Earlier this month the European Commission was advised by one of its supervisory authorities to change a regulation that would otherwise have the effect of imposing a uniform method of calculating "mortgage lending value" across the EU. Why has there been this apparent pushback against the tide of pan European integration of financial services regulation?
The question of the percentage of value that can be prudently lent as a mortgage loan has been a perennial problem for both lenders and those who regulate them. Many see a problem in the fact that the value of the property held as security can fluctuate significantly over the term of the loan. A loan that is well secured one year may not be the next if market conditions change for the worse. Over one hundred years ago, some German issuers of bonds secured on the income from mortgages (covered bonds) invented the concept that has become known as “mortgage lending value” (MLV), which is a method of calculating a figure that its proponents claim provides a value that will be valid throughout the life of a loan.
The idea of a value measurement that can always be relied upon regardless of what the market may be doing is clearly seductive to those concerned about lending risk. Because of this, in recent years MLV has migrated from its origins in the German covered bond, or Pfandbrief, market. For example it now features in regulations and directives issued by the European Union on the measurement of the capital that must be held by financial institutions. In the calculation of the capital a bank is required to hold to maintain its solvency, mortgage loans secured against the MLV of property carry a more favourable risk weighting than those secured against the more common measure of market value.
The European Union had included a provision in the Capital Requirements Regulation (CRR) that required the European Banking Authority (EBA) to produce Regulatory Technical Standards (RTS) for the calculation of MLV, with the objective of ensuring this would be done consistently across the EU. However, in the course of preparing the RTS the EBA has recognised the extent to which MLV is determined by national regulation in the covered bond markets in Germany and some other European states. It has advised the European Commission that to oblige those covered bond markets currently using MLV to change to a pan European method of calculation would create a substantial risk of introducing a disproportionate cost on both the institutions involved and the relevant supervisory authorities. The EBA has accordingly issued an opinion in which it advises the European Commission that the CRR should be amended to limit the scope of the proposed RTS so that they do not apply to covered bonds held by financial institutions.*
The method for calculating MLV to be introduced by the EBA would still apply where it is a permitted measurement option for secured loans under the Standardised Approach, Credit Risk Mitigation Framework and Large Exposure provisions of the CRR. However, there is a certain irony that, having studied the technical implications of drafting a pan EU method for calculating MLV, the EBA is recommending that the market from which the concept emerged should be taken out of the scope of its project.
I would suggest that the recommendation has come from the realisation that, unlike market value, MLV is not based on observable behaviour and prices in the relevant market but is an artificial construct. The methods of calculating MLV currently in place in national regulation use certain market inputs but forbid the use of others in favour of inputs that are determined by regulation. For example, under the German BelWertV regulation, while MLV is supposed to have regard to normal regional market conditions, there are stipulated minimum yields that can be applied to investment property and a minimum percentage of income that must be deducted to reflect operating expenses. Furthermore, temporary, economically induced fluctuations in value have to be disregarded along with speculative elements. But notwithstanding the direction to disregard economically induced fluctuations, the MLV cannot exceed the market value at the date of its assessment, so if this is the case a further adjustment has to be made.

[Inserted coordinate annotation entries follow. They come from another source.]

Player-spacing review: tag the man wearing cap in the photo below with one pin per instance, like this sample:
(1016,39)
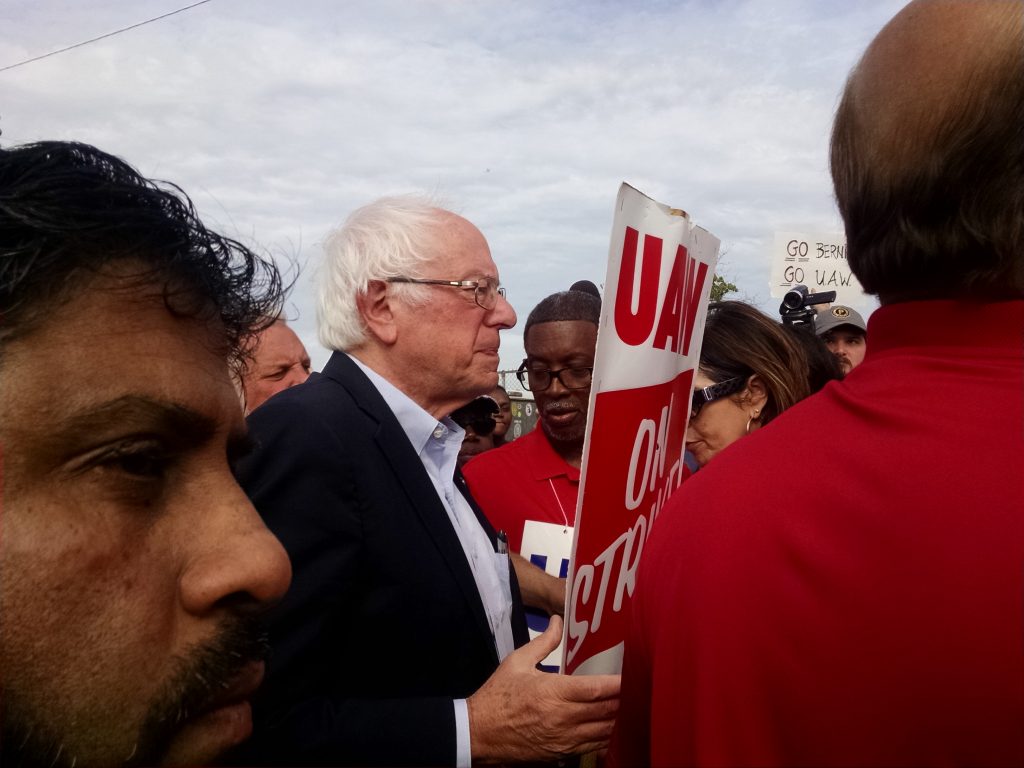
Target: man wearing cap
(844,332)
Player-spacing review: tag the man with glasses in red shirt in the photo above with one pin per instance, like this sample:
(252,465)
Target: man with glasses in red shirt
(528,487)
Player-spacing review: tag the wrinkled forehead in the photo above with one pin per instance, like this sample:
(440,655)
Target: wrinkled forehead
(461,251)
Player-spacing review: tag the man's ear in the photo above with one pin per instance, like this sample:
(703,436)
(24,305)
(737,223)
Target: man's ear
(375,308)
(758,393)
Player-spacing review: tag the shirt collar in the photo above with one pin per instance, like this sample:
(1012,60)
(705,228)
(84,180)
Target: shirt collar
(419,426)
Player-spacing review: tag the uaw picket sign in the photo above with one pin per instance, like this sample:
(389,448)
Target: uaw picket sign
(658,279)
(817,261)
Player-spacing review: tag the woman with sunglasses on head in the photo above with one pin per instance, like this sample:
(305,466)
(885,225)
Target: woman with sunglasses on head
(752,369)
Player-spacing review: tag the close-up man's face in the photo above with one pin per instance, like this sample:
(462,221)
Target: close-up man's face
(131,563)
(848,344)
(280,361)
(554,346)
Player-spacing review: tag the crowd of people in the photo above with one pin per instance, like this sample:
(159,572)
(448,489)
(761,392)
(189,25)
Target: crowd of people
(210,554)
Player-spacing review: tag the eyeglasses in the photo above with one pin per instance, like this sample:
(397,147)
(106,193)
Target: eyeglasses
(715,392)
(485,291)
(537,380)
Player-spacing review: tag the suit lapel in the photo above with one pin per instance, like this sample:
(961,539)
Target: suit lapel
(412,477)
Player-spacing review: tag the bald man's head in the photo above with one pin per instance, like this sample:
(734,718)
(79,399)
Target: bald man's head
(928,154)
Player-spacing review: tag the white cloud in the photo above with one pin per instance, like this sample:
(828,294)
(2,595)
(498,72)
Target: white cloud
(280,119)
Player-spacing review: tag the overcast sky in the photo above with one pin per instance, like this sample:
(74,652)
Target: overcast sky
(281,118)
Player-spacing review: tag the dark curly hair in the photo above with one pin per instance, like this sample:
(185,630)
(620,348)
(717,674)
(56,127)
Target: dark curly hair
(740,341)
(68,210)
(565,305)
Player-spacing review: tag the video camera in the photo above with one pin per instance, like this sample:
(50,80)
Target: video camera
(797,306)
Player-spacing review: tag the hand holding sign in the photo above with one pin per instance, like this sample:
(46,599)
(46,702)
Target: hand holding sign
(521,714)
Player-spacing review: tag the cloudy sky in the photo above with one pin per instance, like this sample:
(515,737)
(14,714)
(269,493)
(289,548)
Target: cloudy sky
(281,118)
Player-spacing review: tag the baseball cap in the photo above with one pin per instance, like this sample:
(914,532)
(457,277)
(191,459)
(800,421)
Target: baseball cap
(839,315)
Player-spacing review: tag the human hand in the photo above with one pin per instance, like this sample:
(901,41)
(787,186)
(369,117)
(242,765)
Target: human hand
(521,714)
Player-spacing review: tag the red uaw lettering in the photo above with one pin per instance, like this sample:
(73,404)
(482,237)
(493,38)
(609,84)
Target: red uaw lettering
(660,444)
(696,272)
(642,443)
(631,542)
(631,560)
(636,297)
(670,325)
(579,627)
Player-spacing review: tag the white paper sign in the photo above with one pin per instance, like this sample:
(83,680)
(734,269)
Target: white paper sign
(817,261)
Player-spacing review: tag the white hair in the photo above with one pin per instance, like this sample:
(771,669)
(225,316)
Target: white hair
(390,238)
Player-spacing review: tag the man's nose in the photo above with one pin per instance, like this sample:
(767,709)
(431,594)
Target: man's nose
(237,560)
(503,314)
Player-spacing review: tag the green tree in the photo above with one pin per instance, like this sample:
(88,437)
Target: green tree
(720,287)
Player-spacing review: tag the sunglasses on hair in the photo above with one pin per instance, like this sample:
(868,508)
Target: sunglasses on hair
(715,392)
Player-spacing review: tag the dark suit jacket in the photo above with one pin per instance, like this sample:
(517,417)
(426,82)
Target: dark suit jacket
(383,625)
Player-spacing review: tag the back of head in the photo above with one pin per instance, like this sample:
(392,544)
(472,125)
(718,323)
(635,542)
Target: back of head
(69,210)
(739,341)
(928,154)
(564,305)
(390,238)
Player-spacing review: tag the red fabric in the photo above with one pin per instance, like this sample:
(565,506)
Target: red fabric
(519,481)
(846,586)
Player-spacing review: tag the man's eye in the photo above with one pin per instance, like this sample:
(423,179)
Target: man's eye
(141,462)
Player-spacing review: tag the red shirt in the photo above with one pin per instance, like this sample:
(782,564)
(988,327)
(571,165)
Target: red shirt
(846,586)
(523,480)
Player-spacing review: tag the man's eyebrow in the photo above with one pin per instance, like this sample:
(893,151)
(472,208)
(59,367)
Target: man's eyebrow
(240,444)
(181,425)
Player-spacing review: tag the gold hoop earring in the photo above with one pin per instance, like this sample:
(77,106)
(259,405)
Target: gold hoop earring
(754,417)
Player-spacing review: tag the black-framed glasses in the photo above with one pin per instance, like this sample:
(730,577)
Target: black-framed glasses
(485,290)
(714,392)
(537,380)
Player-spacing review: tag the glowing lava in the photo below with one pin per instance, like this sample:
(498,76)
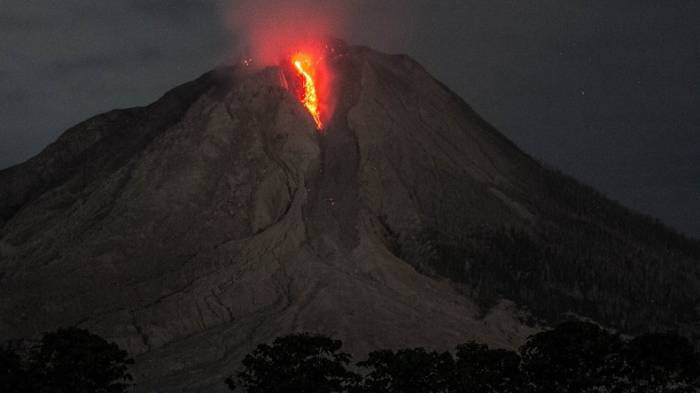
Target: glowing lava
(305,66)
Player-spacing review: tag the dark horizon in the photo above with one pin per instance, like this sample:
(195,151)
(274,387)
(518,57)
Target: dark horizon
(607,93)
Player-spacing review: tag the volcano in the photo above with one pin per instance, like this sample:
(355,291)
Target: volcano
(218,217)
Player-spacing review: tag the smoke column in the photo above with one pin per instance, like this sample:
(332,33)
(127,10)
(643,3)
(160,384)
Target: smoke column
(265,29)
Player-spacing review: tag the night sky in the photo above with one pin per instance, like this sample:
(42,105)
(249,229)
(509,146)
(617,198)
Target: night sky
(607,91)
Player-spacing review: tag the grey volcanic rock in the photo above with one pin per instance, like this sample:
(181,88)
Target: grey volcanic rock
(216,218)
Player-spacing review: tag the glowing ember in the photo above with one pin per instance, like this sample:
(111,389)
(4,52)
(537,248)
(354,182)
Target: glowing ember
(306,68)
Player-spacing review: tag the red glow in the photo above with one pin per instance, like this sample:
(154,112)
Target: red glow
(307,69)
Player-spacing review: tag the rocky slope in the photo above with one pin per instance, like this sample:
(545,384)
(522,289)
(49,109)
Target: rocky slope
(217,218)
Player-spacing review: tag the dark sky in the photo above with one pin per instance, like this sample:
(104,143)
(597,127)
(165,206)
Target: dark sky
(607,91)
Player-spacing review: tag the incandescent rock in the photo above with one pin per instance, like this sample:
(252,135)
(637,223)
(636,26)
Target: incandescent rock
(216,218)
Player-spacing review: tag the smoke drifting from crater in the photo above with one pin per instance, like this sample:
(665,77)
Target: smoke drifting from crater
(267,29)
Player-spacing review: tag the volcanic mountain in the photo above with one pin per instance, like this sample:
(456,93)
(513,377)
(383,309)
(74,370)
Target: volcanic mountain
(218,217)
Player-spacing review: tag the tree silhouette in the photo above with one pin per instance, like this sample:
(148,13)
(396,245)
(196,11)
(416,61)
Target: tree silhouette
(661,362)
(66,361)
(575,357)
(407,371)
(12,374)
(484,370)
(296,363)
(74,360)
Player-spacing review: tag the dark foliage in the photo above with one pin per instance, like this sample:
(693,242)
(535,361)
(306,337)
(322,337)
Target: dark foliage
(484,370)
(575,357)
(295,363)
(583,254)
(407,371)
(12,374)
(661,362)
(67,361)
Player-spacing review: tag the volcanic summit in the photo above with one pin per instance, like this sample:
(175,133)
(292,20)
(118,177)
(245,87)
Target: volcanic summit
(219,217)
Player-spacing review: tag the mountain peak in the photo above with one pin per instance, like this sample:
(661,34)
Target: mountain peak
(218,217)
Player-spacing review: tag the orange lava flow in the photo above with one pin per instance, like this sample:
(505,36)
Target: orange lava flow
(307,70)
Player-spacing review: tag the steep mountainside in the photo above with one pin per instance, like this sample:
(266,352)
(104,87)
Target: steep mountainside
(217,218)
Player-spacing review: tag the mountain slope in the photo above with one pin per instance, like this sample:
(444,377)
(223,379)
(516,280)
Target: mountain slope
(217,218)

MLV undeniably is a regulatory construct, unlike market value, which is an observable and measureable economic concept common to all markets. As such MLV is what the relevant regulator wants it to be. The EBA seems to have recognised that since there is no "right" scientific answer involved there is little to be gained in creating a set of RTSs that will conflict with the well-established regulations in the covered bond markets, such as those in Germany. The alternatives of either extending the limits and conditions deemed appropriate for the German Pfandbrief market across the whole of the EU, or of requiring the Germans to replace their long established method of subjecting a market price to various haircuts with something that was workable across the whole of Europe would both be unpalatable. Either would cause problems out of all proportion to their relevance to the central objective of the CRR, which is to ensure that banks hold adequate capital reserves.
The reaction of the European Commission to this recommendation is awaited, but hopefully it will recognise the pragmatism of the EBA’s position and put in hand the suggested amendment. Of course the elephant in the room is whether MLV does actually offer what it claims, or whether there is other information that would be more useful to a lender in assessing the contribution that the security offered makes to the overall risk profile of a loan. However, that is a debate for another day.